Open Japanese Sign Language Data Collection & Learning Games for Parents of Deaf Kids
Aug. 2024 – Present
Aug. 2024 – Present
Core Collaborators: Thad Starner (Google DeepMind, Georgia Tech), Asuka Ando (UTokyo), Misa Suzuki (Gallaudet University), Uiko Yano (Kwansei Gakuin), Yoshihiro Kawahara (UTokyo), Kai Kunze (Keio University)
Large-scale Sign Language data collection with tablets.
Sign videos of ある (exists) and 歌う (sing) shot at a studio by our team, which are used as reference signs during large-scale data collection.
About 1 in 1,000 children is born deaf; of these, 90 % are born to hearing parents. Parents who cannot use sign language often struggle to communicate effectively with their children, leading to language deprivation and dinner table syndrome: feelings of isolation and exclusion when they cannot fully participate in conversations during group meals or other social gatherings. As a result, these children frequently face social isolation, mental health issues, and unemployment. To address this issue, our goal is to create an environment where hearing parents of deaf children can learn sign language.
We will implement a sign language learning game on tablets, allowing users to learn sign language anywhere during their free time. Existing Japanese Sign Language (JSL) learning games are limited because they do not recognize sign language, preventing users from practicing effectively, which reduces learning efficacy. To incorporate practice in the game, a sign language recognition AI model and its training data are required; however, a large-scale JSL dataset does not exist that can be used for such purposes.

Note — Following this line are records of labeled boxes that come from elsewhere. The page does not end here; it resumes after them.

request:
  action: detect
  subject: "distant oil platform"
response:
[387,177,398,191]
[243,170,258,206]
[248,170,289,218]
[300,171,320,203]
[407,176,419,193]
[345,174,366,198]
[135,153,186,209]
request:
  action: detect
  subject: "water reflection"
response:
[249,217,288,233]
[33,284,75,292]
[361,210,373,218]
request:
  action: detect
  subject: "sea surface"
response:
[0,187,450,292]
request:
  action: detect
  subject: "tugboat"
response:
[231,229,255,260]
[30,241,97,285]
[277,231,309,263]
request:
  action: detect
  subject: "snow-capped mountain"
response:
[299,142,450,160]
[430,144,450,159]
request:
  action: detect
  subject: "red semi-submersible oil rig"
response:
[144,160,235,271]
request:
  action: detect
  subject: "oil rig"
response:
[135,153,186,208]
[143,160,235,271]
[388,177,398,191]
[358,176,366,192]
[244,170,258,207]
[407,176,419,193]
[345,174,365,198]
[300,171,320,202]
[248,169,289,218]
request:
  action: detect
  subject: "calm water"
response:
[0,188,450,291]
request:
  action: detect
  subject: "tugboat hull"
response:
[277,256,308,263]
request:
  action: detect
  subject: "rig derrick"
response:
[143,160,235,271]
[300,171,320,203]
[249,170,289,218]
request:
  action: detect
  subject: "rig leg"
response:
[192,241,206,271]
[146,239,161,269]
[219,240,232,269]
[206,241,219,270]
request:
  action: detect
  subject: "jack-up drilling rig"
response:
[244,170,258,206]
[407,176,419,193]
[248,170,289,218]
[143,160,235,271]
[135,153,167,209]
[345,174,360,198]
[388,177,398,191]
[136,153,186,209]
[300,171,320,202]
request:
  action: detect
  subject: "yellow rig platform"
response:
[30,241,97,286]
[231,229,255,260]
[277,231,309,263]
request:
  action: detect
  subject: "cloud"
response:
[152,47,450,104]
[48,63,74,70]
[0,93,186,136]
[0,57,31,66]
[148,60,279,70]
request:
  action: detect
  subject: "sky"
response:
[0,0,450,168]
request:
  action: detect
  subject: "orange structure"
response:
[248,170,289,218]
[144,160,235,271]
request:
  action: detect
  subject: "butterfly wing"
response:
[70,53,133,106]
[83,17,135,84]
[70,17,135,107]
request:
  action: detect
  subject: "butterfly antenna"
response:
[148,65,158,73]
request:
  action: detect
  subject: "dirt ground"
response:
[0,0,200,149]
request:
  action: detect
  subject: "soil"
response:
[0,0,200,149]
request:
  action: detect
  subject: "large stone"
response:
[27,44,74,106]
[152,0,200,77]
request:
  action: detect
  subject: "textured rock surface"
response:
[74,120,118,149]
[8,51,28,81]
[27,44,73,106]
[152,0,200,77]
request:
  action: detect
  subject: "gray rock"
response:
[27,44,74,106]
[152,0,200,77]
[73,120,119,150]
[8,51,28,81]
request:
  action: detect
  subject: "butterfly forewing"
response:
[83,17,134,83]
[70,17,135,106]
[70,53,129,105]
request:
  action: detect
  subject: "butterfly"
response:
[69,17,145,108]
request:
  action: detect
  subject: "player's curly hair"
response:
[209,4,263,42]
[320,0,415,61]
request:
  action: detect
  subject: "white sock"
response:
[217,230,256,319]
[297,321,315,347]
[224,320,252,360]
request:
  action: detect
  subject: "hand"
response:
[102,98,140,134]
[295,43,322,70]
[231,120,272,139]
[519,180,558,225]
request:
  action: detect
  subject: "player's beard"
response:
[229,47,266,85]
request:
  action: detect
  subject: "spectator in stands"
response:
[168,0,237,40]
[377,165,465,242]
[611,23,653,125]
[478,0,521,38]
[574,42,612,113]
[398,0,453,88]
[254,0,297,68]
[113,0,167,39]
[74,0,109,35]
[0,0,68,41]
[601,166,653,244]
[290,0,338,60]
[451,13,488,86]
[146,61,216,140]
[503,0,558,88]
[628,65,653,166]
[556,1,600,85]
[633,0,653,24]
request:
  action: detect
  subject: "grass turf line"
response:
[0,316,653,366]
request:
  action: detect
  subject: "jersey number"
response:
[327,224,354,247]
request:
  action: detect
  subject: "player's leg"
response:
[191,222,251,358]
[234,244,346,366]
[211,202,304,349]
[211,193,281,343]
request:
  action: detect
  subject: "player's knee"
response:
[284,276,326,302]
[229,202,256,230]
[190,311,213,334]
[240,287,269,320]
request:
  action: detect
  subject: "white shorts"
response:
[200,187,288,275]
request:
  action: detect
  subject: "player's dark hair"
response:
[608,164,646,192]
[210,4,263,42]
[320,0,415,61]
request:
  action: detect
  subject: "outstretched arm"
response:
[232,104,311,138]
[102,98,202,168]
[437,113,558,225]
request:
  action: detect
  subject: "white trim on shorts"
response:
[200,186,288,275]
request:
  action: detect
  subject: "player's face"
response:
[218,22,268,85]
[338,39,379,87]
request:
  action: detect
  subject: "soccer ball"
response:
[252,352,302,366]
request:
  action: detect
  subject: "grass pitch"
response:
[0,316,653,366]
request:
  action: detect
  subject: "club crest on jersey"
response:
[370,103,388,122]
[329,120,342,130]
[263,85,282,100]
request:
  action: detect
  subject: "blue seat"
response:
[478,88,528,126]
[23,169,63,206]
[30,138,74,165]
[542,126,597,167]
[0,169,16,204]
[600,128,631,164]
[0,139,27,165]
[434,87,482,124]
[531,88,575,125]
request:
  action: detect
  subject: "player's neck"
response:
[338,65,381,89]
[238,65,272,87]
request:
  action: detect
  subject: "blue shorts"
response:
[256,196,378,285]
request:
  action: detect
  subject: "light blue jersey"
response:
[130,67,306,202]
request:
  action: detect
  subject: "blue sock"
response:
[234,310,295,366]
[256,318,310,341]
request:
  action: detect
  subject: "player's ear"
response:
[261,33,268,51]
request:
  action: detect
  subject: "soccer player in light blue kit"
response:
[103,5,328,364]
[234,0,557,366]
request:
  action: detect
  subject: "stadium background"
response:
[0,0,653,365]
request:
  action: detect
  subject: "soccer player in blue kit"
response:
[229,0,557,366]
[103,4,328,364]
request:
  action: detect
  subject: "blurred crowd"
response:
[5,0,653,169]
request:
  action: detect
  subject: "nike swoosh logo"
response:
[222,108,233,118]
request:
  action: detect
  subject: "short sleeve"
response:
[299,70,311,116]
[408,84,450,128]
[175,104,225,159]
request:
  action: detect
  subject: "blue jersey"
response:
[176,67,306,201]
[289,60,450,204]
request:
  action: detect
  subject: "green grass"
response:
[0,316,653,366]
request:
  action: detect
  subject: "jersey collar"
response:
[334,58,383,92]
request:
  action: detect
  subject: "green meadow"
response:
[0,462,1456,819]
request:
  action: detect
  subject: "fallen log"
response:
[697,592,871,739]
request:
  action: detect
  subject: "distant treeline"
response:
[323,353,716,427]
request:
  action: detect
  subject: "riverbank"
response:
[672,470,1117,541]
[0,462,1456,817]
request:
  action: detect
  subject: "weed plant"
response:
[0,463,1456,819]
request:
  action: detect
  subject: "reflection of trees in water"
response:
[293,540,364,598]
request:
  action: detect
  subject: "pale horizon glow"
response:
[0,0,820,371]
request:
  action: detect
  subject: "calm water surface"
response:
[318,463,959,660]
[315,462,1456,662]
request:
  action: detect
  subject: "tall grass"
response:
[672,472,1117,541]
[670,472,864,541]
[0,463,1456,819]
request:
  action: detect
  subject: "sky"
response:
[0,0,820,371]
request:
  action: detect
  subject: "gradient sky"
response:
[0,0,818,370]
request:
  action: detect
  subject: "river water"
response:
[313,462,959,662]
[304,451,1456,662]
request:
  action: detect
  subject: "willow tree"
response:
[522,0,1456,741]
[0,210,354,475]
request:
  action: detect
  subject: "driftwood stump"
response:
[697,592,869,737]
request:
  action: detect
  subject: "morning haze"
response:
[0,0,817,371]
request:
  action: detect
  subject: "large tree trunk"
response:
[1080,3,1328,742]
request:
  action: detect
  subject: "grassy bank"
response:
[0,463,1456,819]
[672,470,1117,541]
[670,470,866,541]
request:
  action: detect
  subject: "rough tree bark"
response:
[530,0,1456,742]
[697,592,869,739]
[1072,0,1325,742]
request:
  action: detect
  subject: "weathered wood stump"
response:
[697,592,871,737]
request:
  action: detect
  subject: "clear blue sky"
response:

To execute this project, we need deep access to the sign language community, know-how for large-scale data collection, and expertise in AI model training. I lead the data collection and model training team, in partnership with a linguistics team (including Deaf researchers and Children of Deaf Adults: CODA), which will create a core parent-child communication vocabulary. Together, we will capture videos of Deaf signers across Japan, recording targeted concepts without geographic constraints. AI model training is conducted in collaboration with Thad Starner and his teams at Google and Georgia Tech.
We have collected 90k JSL annotated sign videos from 20 individuals so far, being the most extensive dataset for JSL. The dataset is planned to be publicly released in December 2025 under the CC-BY 4.0 license, allowing researchers to create their own Japanese Sign Language recognizers for various applications such as learning apps and translation.
We are hosting a game co-design workshop with parents of deaf children, deaf individuals, professional game designers, and game design students to determine the best game for learning JSL. Our game is scheduled for release in December 2025. Additionally, we are expanding the number of vocabularies in our dataset.
This project is part of the Google & UTokyo: AI Symbotic Future Society Program. We thank the participants for their kind participation in the data collection.